Fakat buna rağmen vücut tam alışmamış demek. Ki görünce ayarı bozuluyor.

Belki de doğa, dengesini koruyabilmek için icat etti bu siniri, stresi, depresyonu falan. Biz kazık kakmanın bir yolunu bulmaya çalıştıkça veriyor stresi, veriyor depresyonu...

"Bunu da alt edin de göreyim!"

Hakikaten alt edilmiyor.

Öyle brokolinin üstüne nar suyu içmeye benzemiyor. Kolay değil.

Bizim gazetede Osman Müftüoğlu’nun "Yaşasın Hayat" köşesini takip ediyorsunuzdur... Herkesin "stresi yönetme notu" düşük.
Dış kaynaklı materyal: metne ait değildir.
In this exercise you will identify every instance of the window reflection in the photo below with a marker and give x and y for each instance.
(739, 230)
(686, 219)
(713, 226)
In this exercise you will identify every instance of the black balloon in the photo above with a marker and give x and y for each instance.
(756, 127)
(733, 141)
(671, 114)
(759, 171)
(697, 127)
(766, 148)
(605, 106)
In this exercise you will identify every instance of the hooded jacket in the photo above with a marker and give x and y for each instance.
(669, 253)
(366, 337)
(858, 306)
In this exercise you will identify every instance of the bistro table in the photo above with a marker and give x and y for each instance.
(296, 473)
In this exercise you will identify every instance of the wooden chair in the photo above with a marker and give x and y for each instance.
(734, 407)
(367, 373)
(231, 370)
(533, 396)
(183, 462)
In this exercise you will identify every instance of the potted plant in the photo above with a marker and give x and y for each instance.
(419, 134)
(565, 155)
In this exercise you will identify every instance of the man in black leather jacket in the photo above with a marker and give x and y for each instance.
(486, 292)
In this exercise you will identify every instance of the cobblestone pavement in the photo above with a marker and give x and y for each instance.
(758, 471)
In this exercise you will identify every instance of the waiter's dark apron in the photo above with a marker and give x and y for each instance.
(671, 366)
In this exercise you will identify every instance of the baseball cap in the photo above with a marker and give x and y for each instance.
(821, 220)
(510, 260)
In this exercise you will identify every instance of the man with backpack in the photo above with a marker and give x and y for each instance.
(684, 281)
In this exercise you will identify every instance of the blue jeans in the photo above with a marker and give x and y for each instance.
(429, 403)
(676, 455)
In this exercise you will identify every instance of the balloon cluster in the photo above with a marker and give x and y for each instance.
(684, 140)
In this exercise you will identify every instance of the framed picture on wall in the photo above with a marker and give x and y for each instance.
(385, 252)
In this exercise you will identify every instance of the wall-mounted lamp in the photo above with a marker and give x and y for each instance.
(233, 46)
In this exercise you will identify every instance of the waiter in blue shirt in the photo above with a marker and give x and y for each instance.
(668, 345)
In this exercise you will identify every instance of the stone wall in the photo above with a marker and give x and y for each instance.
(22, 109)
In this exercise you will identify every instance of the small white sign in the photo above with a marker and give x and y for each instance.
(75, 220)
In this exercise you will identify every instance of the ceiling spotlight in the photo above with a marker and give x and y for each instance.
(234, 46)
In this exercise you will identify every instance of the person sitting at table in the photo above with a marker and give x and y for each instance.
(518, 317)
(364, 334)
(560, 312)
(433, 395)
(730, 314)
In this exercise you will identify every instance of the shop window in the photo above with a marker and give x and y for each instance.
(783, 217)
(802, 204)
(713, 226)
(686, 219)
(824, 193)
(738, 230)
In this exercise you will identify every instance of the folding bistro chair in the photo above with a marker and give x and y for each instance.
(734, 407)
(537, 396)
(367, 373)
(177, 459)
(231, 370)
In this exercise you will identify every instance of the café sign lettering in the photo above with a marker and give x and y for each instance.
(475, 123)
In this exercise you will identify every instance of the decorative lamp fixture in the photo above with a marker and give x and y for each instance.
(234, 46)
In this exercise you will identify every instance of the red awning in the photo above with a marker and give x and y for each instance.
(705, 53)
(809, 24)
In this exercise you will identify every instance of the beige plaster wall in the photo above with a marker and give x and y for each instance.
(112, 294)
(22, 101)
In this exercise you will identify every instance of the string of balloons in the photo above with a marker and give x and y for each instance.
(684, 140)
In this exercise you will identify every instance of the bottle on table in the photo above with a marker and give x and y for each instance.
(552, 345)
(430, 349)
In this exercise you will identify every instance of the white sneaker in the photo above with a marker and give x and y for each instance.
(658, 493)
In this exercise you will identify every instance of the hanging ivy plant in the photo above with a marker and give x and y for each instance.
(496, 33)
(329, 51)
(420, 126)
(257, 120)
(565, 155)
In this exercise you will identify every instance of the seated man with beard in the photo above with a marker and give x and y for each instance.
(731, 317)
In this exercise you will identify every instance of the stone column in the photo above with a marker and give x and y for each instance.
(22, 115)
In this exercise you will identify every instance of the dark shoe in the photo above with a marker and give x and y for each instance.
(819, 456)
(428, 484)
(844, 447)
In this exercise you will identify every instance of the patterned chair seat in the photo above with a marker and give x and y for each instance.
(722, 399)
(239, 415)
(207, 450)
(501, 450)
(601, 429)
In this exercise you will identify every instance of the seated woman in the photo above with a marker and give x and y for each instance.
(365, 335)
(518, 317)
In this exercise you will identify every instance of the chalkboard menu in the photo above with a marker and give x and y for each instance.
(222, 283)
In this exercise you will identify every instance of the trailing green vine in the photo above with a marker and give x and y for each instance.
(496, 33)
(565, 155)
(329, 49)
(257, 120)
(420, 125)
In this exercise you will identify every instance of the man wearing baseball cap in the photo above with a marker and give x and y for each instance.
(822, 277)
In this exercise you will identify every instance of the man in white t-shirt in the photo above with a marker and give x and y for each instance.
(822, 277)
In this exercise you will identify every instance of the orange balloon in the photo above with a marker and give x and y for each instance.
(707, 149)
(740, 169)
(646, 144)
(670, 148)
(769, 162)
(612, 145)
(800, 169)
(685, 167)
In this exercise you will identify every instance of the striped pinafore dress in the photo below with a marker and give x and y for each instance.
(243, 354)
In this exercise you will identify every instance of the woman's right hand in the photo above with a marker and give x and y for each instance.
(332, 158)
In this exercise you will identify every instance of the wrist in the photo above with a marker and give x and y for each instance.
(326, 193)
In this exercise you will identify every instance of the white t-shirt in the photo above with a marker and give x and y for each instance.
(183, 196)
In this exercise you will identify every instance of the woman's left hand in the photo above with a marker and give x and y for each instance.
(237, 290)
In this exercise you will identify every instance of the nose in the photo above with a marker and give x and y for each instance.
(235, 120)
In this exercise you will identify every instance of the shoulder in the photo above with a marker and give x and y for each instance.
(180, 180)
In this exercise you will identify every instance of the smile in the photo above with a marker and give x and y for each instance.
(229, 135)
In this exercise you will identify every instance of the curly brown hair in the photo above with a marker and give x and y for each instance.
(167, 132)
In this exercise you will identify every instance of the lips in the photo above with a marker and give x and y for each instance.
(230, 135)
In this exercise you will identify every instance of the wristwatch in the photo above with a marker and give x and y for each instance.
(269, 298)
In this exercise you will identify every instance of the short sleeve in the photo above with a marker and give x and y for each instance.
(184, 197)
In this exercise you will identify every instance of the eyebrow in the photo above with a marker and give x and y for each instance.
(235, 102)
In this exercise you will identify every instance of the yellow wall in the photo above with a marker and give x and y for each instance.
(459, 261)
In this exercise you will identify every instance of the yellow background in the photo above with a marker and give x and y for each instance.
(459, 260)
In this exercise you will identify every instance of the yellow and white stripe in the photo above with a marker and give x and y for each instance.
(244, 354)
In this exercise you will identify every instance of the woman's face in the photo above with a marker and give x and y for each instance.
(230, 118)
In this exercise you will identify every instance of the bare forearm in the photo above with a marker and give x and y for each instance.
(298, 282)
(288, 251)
Fiziksel aktivite, beslenme sular seller gibi fakat iş strese gelince herkes çuvallıyor.

Ve dikkat ediyorum, hangi meslekten olursa olsun herkes, işinin bütün işlerden daha stresli olduğu iddiasında. Oysa şairin "Gurbet benim içimde" dediği gibi bir durum mevcut bana göre.

Diyeceğim, ömrümüz uzayacak uzamasına ama mazeretimiz var asabiyiz, stresimiz var depresyondayız.

Mesele, kimdir müsebbibi bu hale gelmemizin? Bizi bir stresten ötekine salan sebep nedir?

"Değişen hayat şartları" klişesi var gerçi "günah keçisi" olarak. Fakat biz de zaman içerisinde bu değişen hayat şartlarına paralel olarak tekámül etmedik mi?

Etmedik demek.

Semranım’a karşı falan hazırlıklı olamadık mesela.

"Ne alakası var" diyeceksiniz.

Bakın şimdi şöyle:

Ana-babalarımızın gençliğini düşünelim mesela... Kaç kişi vardı çevrelerinde?

İki arkadaş, üç komşu, kardeş, hala, teyze... Hepsini toplasan on beş kişi etmez. Tamamı stres yüklese insana, ne yazar... Hepsi kanınız canınız.

Şimdi öyle mi...

Her birimizin çevresi 70 milyon.

Yekvücut olduk adeta. Yozgat’ın köyündeki adamın karnı ağrısa haberimiz oluyor.

Semranım’ın kızı kocaya kaçtı, al sana stres!

Eskiden nereden haberimiz olacaktı?

Kendi akrabalarından bile haberi olmazdı kimsenin. Telefon yazdırılacak, üç gün sonra bağlanacak... Kimse kalkışmazdı.

Şimdi herkes birbirine sırtının kaşındığını bile haber veriyor.

Zırt telefon, pırt mesaj ve ucunda mutlaka sinir bozucu bir şey!

Bizi telekomünikasyon mahvetti anlayacağınız.

MIŞ-MUŞ

Mars gözlem aracı gözden kaybolmuş.

Terzi söküğünü dikemezmiş!

Adnan Kaşıkçı, röportajında evindeki davetlerde misafirlere telekız ikram ettiğini itiraf etmiş.

Kuşsütü niyetine.

Maaş için Sağlık Bakanlığı’na başvuran Mekke’de ölen iki hemşirenin ailesi, "Mesai başlamadan öldükleri için maaş bağlayamayız" cevabını almış.

Bir de resmi kurumların "asık yüzlü" olduğunu söylersiniz, bakın ne komikler oysa!